With this exhaustive guide in hand, you can start building your own plugins in a matter of minutes! This book takes you beyond the basics of jQuery and enables you to take full advantage of jQuery's powerful plugin architecture to deliver highly interactive content to your website viewers.
This book contains all the information you need to successfully author your very own jQuery plugin with a particular focus on the practical aspect of design and development.
This book will also cover some details of real life plugins and explain their functioning to gain a better understanding of the overall concept of plugin development and jQuery plugin architecture.
Different topics regarding plugin development are discussed, and you will learn how to develop many types of add-ons, ranging from media plugins (such as slideshows, video and audio controls, and so on) to various utilities (image pre-loading, handling cookies) and use and applications of jQuery effects and animations (sliding, fading, combined animations) to eventually demonstrate how all of these plugins can be merged and give birth to a new, more complex, and multipurpose script that comes in handy in a lot of situations.

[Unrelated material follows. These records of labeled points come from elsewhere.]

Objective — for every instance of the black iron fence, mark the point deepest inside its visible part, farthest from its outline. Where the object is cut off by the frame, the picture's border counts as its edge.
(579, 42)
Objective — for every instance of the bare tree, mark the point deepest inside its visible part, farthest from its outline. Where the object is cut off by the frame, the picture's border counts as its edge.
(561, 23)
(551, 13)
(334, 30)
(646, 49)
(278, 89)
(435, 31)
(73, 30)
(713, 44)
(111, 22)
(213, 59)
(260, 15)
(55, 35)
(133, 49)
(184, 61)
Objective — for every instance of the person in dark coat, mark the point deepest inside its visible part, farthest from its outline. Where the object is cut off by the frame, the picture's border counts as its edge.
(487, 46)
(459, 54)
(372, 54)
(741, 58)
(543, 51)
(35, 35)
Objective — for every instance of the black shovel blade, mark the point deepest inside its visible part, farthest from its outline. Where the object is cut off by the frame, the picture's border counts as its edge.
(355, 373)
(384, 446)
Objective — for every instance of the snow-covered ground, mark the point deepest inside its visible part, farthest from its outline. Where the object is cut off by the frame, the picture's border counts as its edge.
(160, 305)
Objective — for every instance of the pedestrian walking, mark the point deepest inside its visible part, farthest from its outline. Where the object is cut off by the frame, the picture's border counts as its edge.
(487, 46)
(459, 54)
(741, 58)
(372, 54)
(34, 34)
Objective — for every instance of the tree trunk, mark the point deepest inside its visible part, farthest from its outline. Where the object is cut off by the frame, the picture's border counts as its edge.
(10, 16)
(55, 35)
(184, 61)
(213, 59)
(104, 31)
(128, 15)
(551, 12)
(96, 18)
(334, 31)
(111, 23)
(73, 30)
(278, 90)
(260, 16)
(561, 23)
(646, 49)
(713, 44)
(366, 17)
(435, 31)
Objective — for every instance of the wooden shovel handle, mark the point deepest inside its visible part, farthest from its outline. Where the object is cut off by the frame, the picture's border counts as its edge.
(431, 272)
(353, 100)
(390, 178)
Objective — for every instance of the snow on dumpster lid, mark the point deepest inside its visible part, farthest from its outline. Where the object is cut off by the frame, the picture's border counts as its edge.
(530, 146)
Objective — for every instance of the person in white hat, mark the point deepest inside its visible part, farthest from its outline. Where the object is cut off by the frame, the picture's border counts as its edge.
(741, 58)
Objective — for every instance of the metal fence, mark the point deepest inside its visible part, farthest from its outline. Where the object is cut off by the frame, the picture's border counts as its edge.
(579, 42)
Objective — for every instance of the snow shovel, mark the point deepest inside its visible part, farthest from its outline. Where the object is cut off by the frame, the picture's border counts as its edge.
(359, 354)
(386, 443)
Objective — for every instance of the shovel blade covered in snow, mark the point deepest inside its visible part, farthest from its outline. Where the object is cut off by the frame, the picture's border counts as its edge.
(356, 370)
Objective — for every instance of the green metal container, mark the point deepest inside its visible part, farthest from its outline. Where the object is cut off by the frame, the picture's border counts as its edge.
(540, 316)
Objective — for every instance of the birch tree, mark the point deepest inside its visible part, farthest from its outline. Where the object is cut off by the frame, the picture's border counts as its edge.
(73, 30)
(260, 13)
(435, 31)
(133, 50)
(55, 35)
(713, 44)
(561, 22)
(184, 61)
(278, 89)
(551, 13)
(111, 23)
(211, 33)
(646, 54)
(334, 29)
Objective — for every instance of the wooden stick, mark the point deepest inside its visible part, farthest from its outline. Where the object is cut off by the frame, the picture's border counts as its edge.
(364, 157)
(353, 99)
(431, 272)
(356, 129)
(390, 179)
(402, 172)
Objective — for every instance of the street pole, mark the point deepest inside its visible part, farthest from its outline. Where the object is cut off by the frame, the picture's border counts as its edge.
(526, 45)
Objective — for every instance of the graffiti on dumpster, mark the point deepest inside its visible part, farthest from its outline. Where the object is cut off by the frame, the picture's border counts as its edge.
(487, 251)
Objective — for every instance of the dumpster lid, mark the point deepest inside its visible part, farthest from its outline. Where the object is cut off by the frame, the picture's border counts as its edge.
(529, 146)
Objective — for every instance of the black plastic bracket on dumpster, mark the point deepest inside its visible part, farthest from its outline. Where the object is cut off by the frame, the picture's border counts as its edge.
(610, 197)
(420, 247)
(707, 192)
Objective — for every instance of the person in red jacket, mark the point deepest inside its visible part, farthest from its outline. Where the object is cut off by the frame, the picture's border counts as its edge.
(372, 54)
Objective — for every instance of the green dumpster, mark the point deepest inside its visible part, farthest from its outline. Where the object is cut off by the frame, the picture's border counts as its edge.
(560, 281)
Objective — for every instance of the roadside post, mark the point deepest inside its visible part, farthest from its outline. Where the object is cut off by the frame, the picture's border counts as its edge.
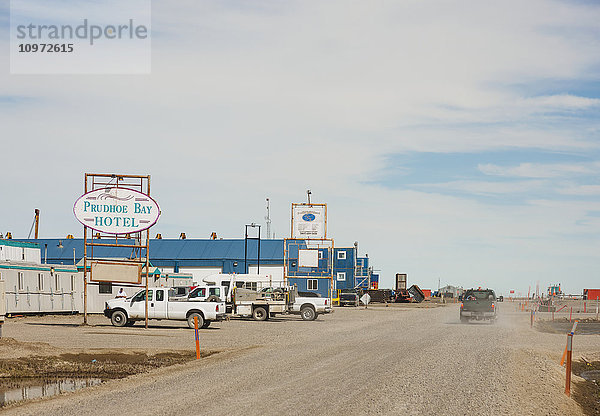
(562, 360)
(197, 338)
(365, 299)
(2, 306)
(569, 356)
(531, 319)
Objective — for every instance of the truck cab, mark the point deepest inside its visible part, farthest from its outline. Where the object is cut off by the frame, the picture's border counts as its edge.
(478, 304)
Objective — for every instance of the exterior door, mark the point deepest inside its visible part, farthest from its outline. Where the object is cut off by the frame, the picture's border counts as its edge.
(157, 308)
(137, 308)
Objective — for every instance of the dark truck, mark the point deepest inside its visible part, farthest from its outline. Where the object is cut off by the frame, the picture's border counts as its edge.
(479, 304)
(349, 297)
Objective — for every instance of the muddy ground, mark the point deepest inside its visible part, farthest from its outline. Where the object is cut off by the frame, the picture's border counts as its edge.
(104, 364)
(586, 391)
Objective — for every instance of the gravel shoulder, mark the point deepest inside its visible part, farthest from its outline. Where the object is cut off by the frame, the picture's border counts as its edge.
(382, 360)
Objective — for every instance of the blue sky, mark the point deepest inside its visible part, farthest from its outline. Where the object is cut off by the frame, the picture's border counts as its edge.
(455, 140)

A practical straightforward guide for creating your first jQuery plugin
This book takes a beginner's guide approach, giving you step-by-step instructions for creating a number of different jQuery plugins covering most of the common issues one may encounter when working on web pages and sites. It is a practical guide, which will show you how to design and build the most commonly used jQuery plugins.
This book is for anyone who wants to have a better understanding of the dynamics of jQuery when plugins come into play, as well as for those who are willing to push jQuery to its limits and develop awesome plugins to use in their websites. A little background information about JS and jQuery cannot harm, but even very beginners can have a chance to be introduced to the wonderful world of jQuery.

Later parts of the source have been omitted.